Isaac Aderogba


Changelog #2 | ML study path

November 29th, 2020

I haven't given an overview on what the next few months will look like. I've broken my self study into 3 concurrent paths:

Maths

This path takes a bottom-up approach to machine learning. I'll be spending ~3 hours here daily:

  1. Sequence of courses on Algebra, Linear Algebra, Calculus and Probability & Stats (~2 months).

  2. Mathemathics for Machine Learning (~1 month).

  3. Stanford Machine Learning (~1 month).

  4. deeplearning.ai's Deep Learning (~1 month).

  5. deeplearning.ai's Natural Language Processing (~1 month).

Data Science

This path takes a top-down approach to machine learning. I'll be spending ~4-5 hours here daily:

  1. DataQuest's data science course (~2 months)

  2. DataQuest's data engineering course (~1 month)

  3. Fast AI's deep learning course, mixed in with weekly kaggle projects (~3 months)

Shifting to the deep learning section will mean more interactive apps with Streamlit instead of static notebooks with Deepnote.

Capstone

The rest of my time, ~4-5 hours, will be spent on capstone projects. I'm currently working on Nia, though I actually think this may take me the full 5-6 months. It's also my Master's thesis project so there's some admin that goes with it (as well as other taught modules).

With all that said, here's what I've been up to:

Maths

Finshed all quizzes for Become an Algebra Master. This was a great recap, covering systems of equations, manipulation of functions and more.

Data Science

Visualising the gender gap by college degree

In this project, I visualised how the gender balance in college degrees changed over time. I investigated the following categories:

  • STEM degrees, like Physics and Computer Science.

  • Arts degrees, like English and Foreign Languages.

  • Other degrees, like Business and Public Admin.

This project gave me some more practice with matplotlib.

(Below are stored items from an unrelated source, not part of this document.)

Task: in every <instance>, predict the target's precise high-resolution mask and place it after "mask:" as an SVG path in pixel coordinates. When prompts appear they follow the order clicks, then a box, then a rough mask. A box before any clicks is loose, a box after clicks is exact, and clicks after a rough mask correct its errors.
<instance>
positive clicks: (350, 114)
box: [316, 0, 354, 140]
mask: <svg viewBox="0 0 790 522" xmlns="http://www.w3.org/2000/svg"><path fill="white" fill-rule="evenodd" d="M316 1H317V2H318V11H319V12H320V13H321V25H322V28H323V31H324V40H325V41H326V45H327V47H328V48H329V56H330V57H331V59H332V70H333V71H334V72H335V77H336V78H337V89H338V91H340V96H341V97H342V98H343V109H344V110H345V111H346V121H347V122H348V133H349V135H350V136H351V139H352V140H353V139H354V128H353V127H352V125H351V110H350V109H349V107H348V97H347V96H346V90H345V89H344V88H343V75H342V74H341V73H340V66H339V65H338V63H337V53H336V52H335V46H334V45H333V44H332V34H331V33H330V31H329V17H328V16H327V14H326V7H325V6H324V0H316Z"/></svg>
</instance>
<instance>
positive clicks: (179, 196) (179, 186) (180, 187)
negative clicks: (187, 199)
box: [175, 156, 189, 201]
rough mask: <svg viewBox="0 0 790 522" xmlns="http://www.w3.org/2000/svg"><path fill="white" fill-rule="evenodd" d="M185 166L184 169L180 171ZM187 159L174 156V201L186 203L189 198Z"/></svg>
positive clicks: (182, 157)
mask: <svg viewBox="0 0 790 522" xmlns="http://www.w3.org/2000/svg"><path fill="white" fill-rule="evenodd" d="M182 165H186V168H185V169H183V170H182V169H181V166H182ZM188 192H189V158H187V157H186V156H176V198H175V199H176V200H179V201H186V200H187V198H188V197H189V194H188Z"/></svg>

Analyzing the resignations of dissatisfied employees

In this project, I cleaned and analyzed exit surveys to learn how different factors affect employee resignation. I specifically looked at the following:

  • Length of service at the workplace.

  • Employment status at the time of resignation.

  • Gender of the employee.

This project involved a lot of data cleaning, so it was good practice on that front.

Investigating the fairness of the scholastic aptitude test (SAT)

In this project, I investigated how different student demographics correlated with SAT scores. I looked at the following:

  • The perception of school safety.

  • The percentage of students from a certain race.

  • The gender balance in a school.

  • The school percentage who took the Advanced Placement test

I had to work with 6 different datasets on this project, so pretty good practice with cleaning and merging data sets on common columns. It also made me rethink how I structure my notebooks.

Capstone

With Nia, I integrated my custom spaCy food model with Rasa. Rasa will take what entities are part of a sentence into account when trying to discern the intent of a user's message.

I also implemented text search with Postgres. I opted for similarity-based search instead of match-based search. Here's how the approaches would differ if a user typed hmburger and the only accompanying entry in the database was double bacon hamburger

  • Similarity-based: Tries to find the similarity between the word hmbrger and double bacon hamburger using a trigram approach. Would match with a low confidence score because they're not so similar.

  • Match-based: Specifically checks if the words double, bacon or hamburger are in the search query. Would fail completely because "hamburger" has been misspelled.

Pretty much, I opted for similarity-based because it's more like a fuzzy search and I'm able to decide what the success threshold looks like.